Ketika Muhammad mencapai usia remaja dan berkembang menjadi seorang yang dewasa, ia mulai mempelajari ilmu bela diri (gulat), berkuda dan memanah, begitu pula dengan ilmu untuk menambah keterampilannya dalam perniagaan. Perdagangan menjadi hal yang umum dilakukan dan dianggap sebagai salah satu pendapatan yang stabil. Muhammad sering menemani pamannya berdagang ke arah Utara dan kabar tentang kejujuran dan sifatnya yang dapat dipercaya menyebar luas dengan cepat, membuatnya banyak dipercaya sebagai agen penjual perantara barang dagangan penduduk Mekkah.

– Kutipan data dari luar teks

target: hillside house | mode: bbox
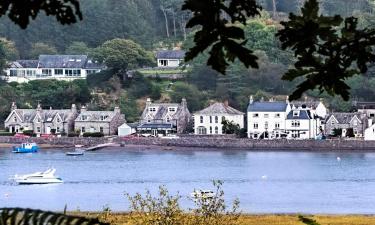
[138,98,191,136]
[74,106,125,136]
[156,50,185,68]
[194,101,244,135]
[4,102,78,135]
[4,55,103,83]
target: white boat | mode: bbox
[190,189,215,199]
[66,150,85,156]
[160,134,180,139]
[11,168,63,184]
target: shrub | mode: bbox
[23,130,34,136]
[68,132,79,137]
[0,132,14,136]
[83,132,104,137]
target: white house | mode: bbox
[194,101,244,135]
[247,97,291,139]
[4,55,103,83]
[365,119,375,140]
[156,50,185,68]
[285,108,321,139]
[290,99,328,119]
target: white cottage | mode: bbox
[194,101,244,135]
[156,50,185,68]
[247,97,291,139]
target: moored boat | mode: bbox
[12,142,39,153]
[11,168,63,184]
[190,189,215,199]
[66,149,85,156]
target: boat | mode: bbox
[66,149,85,156]
[11,168,63,184]
[190,189,215,199]
[12,142,39,153]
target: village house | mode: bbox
[4,55,103,83]
[324,113,367,137]
[74,106,126,136]
[138,98,191,136]
[156,50,185,68]
[194,101,244,135]
[247,97,291,139]
[4,102,78,135]
[290,98,328,118]
[285,107,322,139]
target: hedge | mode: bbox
[82,132,104,137]
[0,132,15,136]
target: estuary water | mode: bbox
[1,147,375,213]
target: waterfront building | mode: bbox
[324,113,367,137]
[3,55,103,83]
[290,98,328,118]
[118,123,136,137]
[194,101,244,135]
[285,108,322,139]
[156,50,185,68]
[138,98,191,136]
[4,102,78,135]
[74,106,126,136]
[247,97,291,139]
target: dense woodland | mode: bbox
[0,0,374,123]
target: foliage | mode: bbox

Pada suatu hari, ketika mereka berkunjung  ke negeri Syam (Kawasan Syria, Lebanon dan Palestina) untuk berdagang saat Muhammad berusia 12 tahun, mereka bertemu dengan seorang Pendeta Nasrani, Buhaira (Buheira, Bahira) adalah seorang mantan  Yahudi yang menjadi pendeta Kristen Nestorian yang melihat tanda-tanda kenabian Muhammad. Ia tinggal di kota Bushra, Selatan Syam (sekarang Syria). Beliau telah melihat tanda-tanda kenabian pada diri Muhammad. Lalu Buhaira menasihati Abu Talib supaya tidak pergi jauh ke daerah Syam karena dikhawatirkan orang-orang Yahudi akan menyakiti Muhammad seandainya diketahui tanda-tanda tersebut. Abu Talib menuruti nasihat pendeta tersebut dan dia tidak banyak membawa harta dari perjalanan tersebut. Dia pulang segera ke Mekah dan mengasuh anak-anaknya. Muhammad juga telah menjadi bagian dari keluarga tersebut. Muhammad mengikuti mereka ke pusat perdagangan yang berdekatan dan mendengar sajak-sajak dari para penyair terkenal dan pidato-pidato oleh penduduk Yahudi yang anti Arab.
Di samping itu Muhammad juga mendapat tugas sebagai penggembala kambing. Muhammad menggembala kambing keluarganya dan kambing-kambing penduduk Mekah. Muhammad selalu berpikir dan merenung tentang kejadian alam semasa menjalankan tugasnya. Oleh sebab itu Muhammad jauh dari segala pemikiran nafsu manusia dan duniawi. Muhammad terhindar daripada perbuatan yang sia-sia, sesuai dengan gelaran yang diberikan yaitu “Al-Amin”.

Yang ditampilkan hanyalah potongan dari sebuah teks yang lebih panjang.